>    What the last sentence of the paragraph was trying to say is that if
>    there is a large change in the timestamp from one packet to the next,
>    but the sequence number only increments by one, then the receiver
>    knows that no packets were lost and that the gap in time was due to
>    intentional discontinuous transmission.

OK, it's good to know that transmitters will be keeping sequence number
consistency. :-) The problem in the above described situation is that the
*receiver* won't know this until it receives the packet after the gap,
which could be a long time, well longer than the depth of the receiver's
jitter buffer. So, when the receiver's jitter buffer underflows, it has
no way of distinguishing between:
1. the transmitter detected silence and just didn't bother to send any
packets, and the receiver should play out silence; and
2. the network is congested, packets are getting lost, and the receiver
should interpolate audio in an attempt to preserve audio quality.
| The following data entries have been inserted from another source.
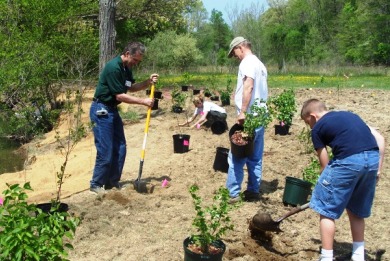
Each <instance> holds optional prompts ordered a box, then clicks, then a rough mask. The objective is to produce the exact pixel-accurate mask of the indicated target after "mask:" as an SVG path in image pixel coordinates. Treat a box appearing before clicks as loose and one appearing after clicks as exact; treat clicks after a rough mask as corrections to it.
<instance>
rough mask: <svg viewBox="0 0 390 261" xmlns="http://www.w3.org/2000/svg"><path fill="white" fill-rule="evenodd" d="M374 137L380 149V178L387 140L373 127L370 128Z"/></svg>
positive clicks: (371, 132) (372, 134) (379, 173)
mask: <svg viewBox="0 0 390 261" xmlns="http://www.w3.org/2000/svg"><path fill="white" fill-rule="evenodd" d="M368 127H369V128H370V130H371V133H372V135H373V136H374V138H375V140H376V143H377V144H378V148H379V166H378V178H379V176H380V173H381V170H382V164H383V158H384V156H385V138H384V137H383V136H382V135H381V134H380V133H379V132H378V131H377V130H376V129H374V128H373V127H370V126H368Z"/></svg>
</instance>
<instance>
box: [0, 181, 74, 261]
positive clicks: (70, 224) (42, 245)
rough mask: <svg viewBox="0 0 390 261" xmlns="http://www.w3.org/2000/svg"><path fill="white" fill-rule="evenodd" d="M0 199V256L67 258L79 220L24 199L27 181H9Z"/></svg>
mask: <svg viewBox="0 0 390 261" xmlns="http://www.w3.org/2000/svg"><path fill="white" fill-rule="evenodd" d="M7 187H8V189H6V190H5V191H4V192H3V194H4V196H5V197H4V199H3V200H1V201H2V202H0V228H1V229H0V230H1V232H0V260H67V259H66V257H67V255H68V253H67V251H68V249H72V248H73V246H72V245H71V244H70V243H69V239H72V238H73V236H74V233H75V231H76V227H77V225H78V224H79V222H80V220H79V219H78V218H76V217H70V216H69V214H68V213H66V212H56V213H53V214H47V213H44V212H42V210H40V209H39V208H37V207H36V205H35V204H28V203H27V198H28V196H27V194H26V190H32V189H31V186H30V184H29V183H26V184H24V186H23V187H20V186H19V184H14V185H9V184H7Z"/></svg>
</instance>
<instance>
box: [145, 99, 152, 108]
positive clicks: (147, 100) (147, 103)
mask: <svg viewBox="0 0 390 261" xmlns="http://www.w3.org/2000/svg"><path fill="white" fill-rule="evenodd" d="M143 104H144V105H145V106H148V107H153V104H154V99H150V98H146V99H144V100H143Z"/></svg>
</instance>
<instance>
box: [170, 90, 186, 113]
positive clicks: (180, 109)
mask: <svg viewBox="0 0 390 261" xmlns="http://www.w3.org/2000/svg"><path fill="white" fill-rule="evenodd" d="M171 95H172V103H173V104H172V111H173V112H176V113H180V112H182V111H183V107H184V105H185V102H186V99H187V95H186V94H185V93H183V92H181V91H180V90H179V88H177V87H176V86H175V87H174V88H173V90H172V94H171Z"/></svg>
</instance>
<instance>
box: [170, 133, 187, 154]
mask: <svg viewBox="0 0 390 261" xmlns="http://www.w3.org/2000/svg"><path fill="white" fill-rule="evenodd" d="M189 147H190V135H187V134H175V135H173V152H174V153H185V152H188V150H189Z"/></svg>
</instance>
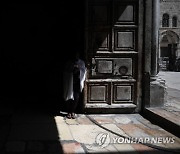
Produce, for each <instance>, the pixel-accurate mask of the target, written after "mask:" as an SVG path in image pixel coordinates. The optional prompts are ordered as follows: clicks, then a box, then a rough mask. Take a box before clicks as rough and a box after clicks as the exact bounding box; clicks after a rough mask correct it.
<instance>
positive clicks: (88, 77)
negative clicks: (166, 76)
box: [84, 0, 143, 113]
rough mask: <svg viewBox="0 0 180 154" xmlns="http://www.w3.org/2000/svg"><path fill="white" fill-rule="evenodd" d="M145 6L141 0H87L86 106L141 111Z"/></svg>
mask: <svg viewBox="0 0 180 154" xmlns="http://www.w3.org/2000/svg"><path fill="white" fill-rule="evenodd" d="M142 8H143V2H142V1H141V0H87V1H86V27H85V31H86V43H85V46H86V55H87V67H88V74H87V79H86V86H85V91H84V92H85V95H84V96H85V101H84V102H85V104H84V106H85V110H87V111H88V110H89V111H91V110H92V109H98V110H97V111H98V112H101V111H102V112H103V111H105V112H108V111H112V109H113V111H114V110H115V111H118V112H125V113H127V112H134V111H139V106H140V103H141V65H142V63H141V57H142V36H143V24H142V23H143V15H142V10H143V9H142ZM104 109H105V110H104ZM93 111H95V110H93Z"/></svg>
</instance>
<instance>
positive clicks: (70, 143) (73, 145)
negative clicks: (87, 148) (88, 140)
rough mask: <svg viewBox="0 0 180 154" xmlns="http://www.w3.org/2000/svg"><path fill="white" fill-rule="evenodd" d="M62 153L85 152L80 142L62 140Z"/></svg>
mask: <svg viewBox="0 0 180 154" xmlns="http://www.w3.org/2000/svg"><path fill="white" fill-rule="evenodd" d="M62 147H63V152H64V153H69V154H70V153H85V151H84V149H83V148H82V146H81V144H80V143H78V142H64V143H62Z"/></svg>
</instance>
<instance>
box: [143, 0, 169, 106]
mask: <svg viewBox="0 0 180 154" xmlns="http://www.w3.org/2000/svg"><path fill="white" fill-rule="evenodd" d="M151 2H152V14H151V17H152V23H151V27H152V32H151V71H150V75H151V76H150V102H149V104H147V105H146V106H147V107H148V106H149V107H161V106H163V105H164V102H165V101H166V100H165V94H166V91H165V90H166V87H165V81H164V80H163V79H160V78H158V76H157V74H158V67H159V66H158V58H159V14H160V4H159V0H151Z"/></svg>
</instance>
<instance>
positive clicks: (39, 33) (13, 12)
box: [0, 0, 85, 111]
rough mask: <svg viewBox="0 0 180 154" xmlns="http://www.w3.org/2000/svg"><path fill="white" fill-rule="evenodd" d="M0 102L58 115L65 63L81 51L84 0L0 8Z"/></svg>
mask: <svg viewBox="0 0 180 154" xmlns="http://www.w3.org/2000/svg"><path fill="white" fill-rule="evenodd" d="M0 10H1V14H0V15H1V16H0V19H1V20H0V26H1V30H0V38H1V46H0V71H1V73H0V74H1V75H0V76H1V82H0V99H1V105H8V106H10V107H13V108H19V107H21V108H39V109H42V110H45V109H48V110H49V109H50V110H52V111H53V110H60V109H63V108H64V105H63V98H62V92H63V87H62V73H63V67H64V64H65V62H66V61H67V59H68V58H70V57H71V55H73V52H75V51H80V52H81V55H82V57H83V56H84V55H83V52H84V18H85V17H84V1H83V0H78V1H74V2H73V1H72V2H71V3H69V1H66V0H61V1H59V2H58V3H41V4H19V3H8V4H3V3H2V2H1V4H0Z"/></svg>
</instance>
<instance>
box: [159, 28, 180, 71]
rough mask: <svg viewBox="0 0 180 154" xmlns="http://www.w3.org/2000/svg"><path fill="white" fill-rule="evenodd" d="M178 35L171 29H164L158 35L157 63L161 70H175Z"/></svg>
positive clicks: (177, 45)
mask: <svg viewBox="0 0 180 154" xmlns="http://www.w3.org/2000/svg"><path fill="white" fill-rule="evenodd" d="M178 44H179V37H178V35H177V34H176V33H175V32H173V31H164V32H162V33H161V36H160V54H159V58H160V60H159V65H160V70H162V71H176V60H177V58H178V51H177V46H178Z"/></svg>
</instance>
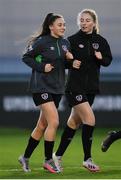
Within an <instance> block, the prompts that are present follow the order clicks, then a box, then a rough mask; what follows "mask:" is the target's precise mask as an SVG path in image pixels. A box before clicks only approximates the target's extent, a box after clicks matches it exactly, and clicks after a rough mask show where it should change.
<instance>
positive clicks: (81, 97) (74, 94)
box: [66, 92, 88, 107]
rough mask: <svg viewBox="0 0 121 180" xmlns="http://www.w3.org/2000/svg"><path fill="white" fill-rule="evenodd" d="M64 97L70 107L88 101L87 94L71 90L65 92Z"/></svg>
mask: <svg viewBox="0 0 121 180" xmlns="http://www.w3.org/2000/svg"><path fill="white" fill-rule="evenodd" d="M66 99H67V101H68V104H69V106H70V107H73V106H76V105H78V104H81V103H84V102H88V99H87V96H86V95H85V94H77V93H72V92H66Z"/></svg>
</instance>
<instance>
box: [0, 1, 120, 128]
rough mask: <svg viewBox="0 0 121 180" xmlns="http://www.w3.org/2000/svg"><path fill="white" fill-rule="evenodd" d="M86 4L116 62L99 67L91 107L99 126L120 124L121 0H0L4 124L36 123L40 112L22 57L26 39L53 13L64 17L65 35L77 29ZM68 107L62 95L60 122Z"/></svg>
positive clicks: (33, 123)
mask: <svg viewBox="0 0 121 180" xmlns="http://www.w3.org/2000/svg"><path fill="white" fill-rule="evenodd" d="M84 8H92V9H94V10H95V11H96V12H97V14H98V17H99V25H100V34H101V35H102V36H104V37H105V38H106V39H107V40H108V42H109V44H110V47H111V51H112V54H113V62H112V64H111V65H110V66H109V67H106V68H103V67H102V69H101V77H100V81H101V84H100V86H101V94H100V95H99V96H97V97H96V100H95V103H94V105H93V109H94V112H95V115H96V121H97V126H99V127H121V1H120V0H0V126H4V127H10V126H11V127H22V128H33V127H34V125H35V124H36V121H37V118H38V115H39V111H38V109H37V108H36V107H35V106H34V103H33V101H32V98H31V94H29V92H28V91H27V87H28V82H29V78H30V73H31V69H30V68H29V67H27V66H26V65H25V64H24V63H23V62H22V61H21V56H22V53H23V51H24V48H25V46H26V40H27V38H28V37H29V36H30V35H31V34H33V33H34V32H35V31H36V30H37V29H38V28H39V27H40V25H41V24H42V22H43V19H44V18H45V16H46V14H47V13H49V12H55V13H60V14H62V15H63V16H64V18H65V21H66V26H67V30H66V36H69V35H71V34H73V33H75V32H76V31H77V30H78V27H77V24H76V18H77V14H78V12H80V11H81V10H82V9H84ZM69 113H70V109H69V108H68V107H67V104H66V101H65V99H64V98H63V99H62V101H61V104H60V107H59V114H60V127H63V126H64V124H65V123H66V121H67V118H68V115H69Z"/></svg>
I hope you can all agree with me that action 2., above, is common practice
whether explicit VAD and CN is being used and not. Beyond that, many would
say that action 2. is extremely desirable, that the technique used to
accomplish it is a key differentiator of their product(s), and that for
the general good of VoIP maybe should be considered a recommended practice.

But the general tone of your comment above, and elsewhere in the same
lead me to believe that you (and possibly others) do not support this, that
you support *always* simply playing out silence if a packet is not
for playout at the required time (when the jitter buffer underflows).

That's fine and dandy as your personal view. But the suggested language of
the section of the RFC that you wrote would "standardize" this behavior in
the face of extensive use of exactly the opposite behavior.

The purpose of the comfort noise coding is *exactly* to allow the receiver
to distinguish between cases 1. and 2., above. True, if packets are lost
they could just as well have been CN packets as not (But if the last packet
not lost was a CN packet, the receiver would interplotate comfort noise.).
True, CN packets consume more bandwidth that sending nothing (But less than
sending CODEC encoded near-silence.). Ya want to eliminate that bandwidth
a potential loss of audio quality when packets are lost, fine, don't
implement or advertise support of CN.

I think before this RFC can go forward, we need to clear this up. I think
the best we can and must say is that if packets aren't received in time,
the result is receiver implementation independent (Interpolate if ya want;
play silence if ya want; play "Yankee Doodle" if ya want. Let the
marketplace decide if they like interpolation, silence, or "Yankee Doodle"
better.). I don't think we can say, or imply, or leave open to
interpretation sans a statement to the contrary, that the intended action
when packets are not received in time is to *always* play silence.